The other problem was at the distributor’s end from where stocks proceeded to the marketplace. “Most manufacturers are not bothered about the stock of the distributor. They are only bothered about meeting their targets. High stock is typically the distributor’s problem and hence he will get rid of it, is a common thought” says Puneet Kulraj, Director, Vector Consulting Group who advised Morphy Richards in its TOC implementation.

Morphy Richards, according to Kulraj, wanted to ensure that the distributor came out a winner in this process as it would indirectly help the company. “Unless one knows the stock of distributors, they cannot replenish accurately,” he says.
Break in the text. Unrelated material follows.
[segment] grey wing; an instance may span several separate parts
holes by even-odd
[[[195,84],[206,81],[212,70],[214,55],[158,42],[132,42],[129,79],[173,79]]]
Remedial action Morphy Richards roped in its distributors to report sales on a daily basis. To ensure data discipline a distributor scorecard was created, which would eventually influence their incentives. “What can kill a TOC implementation is stock variance due to wrong reporting of sales. So we do a physical stock check at least once a month,” says Sharma. The distributor scorecard also signalled the beginning of a new era as far as tracking sales went. Previously if certain items were not selling, both sales people and the trade blamed it on poor marketing conditions. “They say the market is down and the discussion is over. One shoe fit all arguments,” says Sharma.

But with the distributors reporting sales everyday, Morphy Richards got sales for each SKU. So sales for each sector came under intense scrutiny. And distributors had enough motivation going to tell the truth. Based on the score card if a distributors reporting accuracy was above 70 per cent and payments had been good, they would get a foreign excursion.

Also because they stocked only what they could sell, unlike in the past when the company’s salespeople dumped stocks with them, the return on investments improved. Previously, the trade was working on a distributor ROI of 30 per cent. Now it can work on a ROI of 40 per cent -plus.

When Rajat Dheer, the national sales manager of Morphy Richards, presented the idea to trade partners, he had to make it stress-free for distributors who were not accustomed to daily reporting practices. So the company gave the trade a plan in which Morphy Richards offered to pay penalty for not meeting the orders of distributors. “We could eliminate loss of ability to meet consumer demand. Then the discussion changed,” says Sharma.

At present, Morphy Richards gets daily reports across the country on a per SKU basis – the company has about 130 SKUs across 19 categories ranging from microwaves and irons to induction cookers. Based on these reports it’s been able to engineer a revival of fortunes in some categories.

One example is in the category of microwave ovens. Over 60 per cent of the category is dominated by two players, LG and Samsung. Then there are other players such as Onida, IFB, Whirlpool and Godrej taking a share of the pie. In this scenario, when the sales team at Morphy Richards found that sales across categories has come under scrutiny thanks to the implementation of TOC, they could not dump stocks with distributors to achieve their monthly sales target.

As microwave ovens were high-value items, they found the category could shore up overall sales value. Soon a proactive sales team was asking its marketing counterparts for comparison cards that help in differentiating their product from the competition in terms of feature, product benefits and pricing. As a result, sales of microwave ovens grew by 200 per cent in 2012-13, albeit on a smaller base. “We sold double the quantity than we would have originally sold,” says Sharma.

As for Morphy Richards, a year after it has rolled out TOC in its sales function, there has been a remarkable drop in stock outs at the distributor’s end. Previously, if 30-40 SKUs out of the 130 were not available, now that number has come down to 11 and company executives claim that they are working towards a complete elimination of stock outs. The working capital has been optimised by as much as 40 per cent. The most important benefit, according to Sharma, has been “the faith and belief and attachment of trade to us”.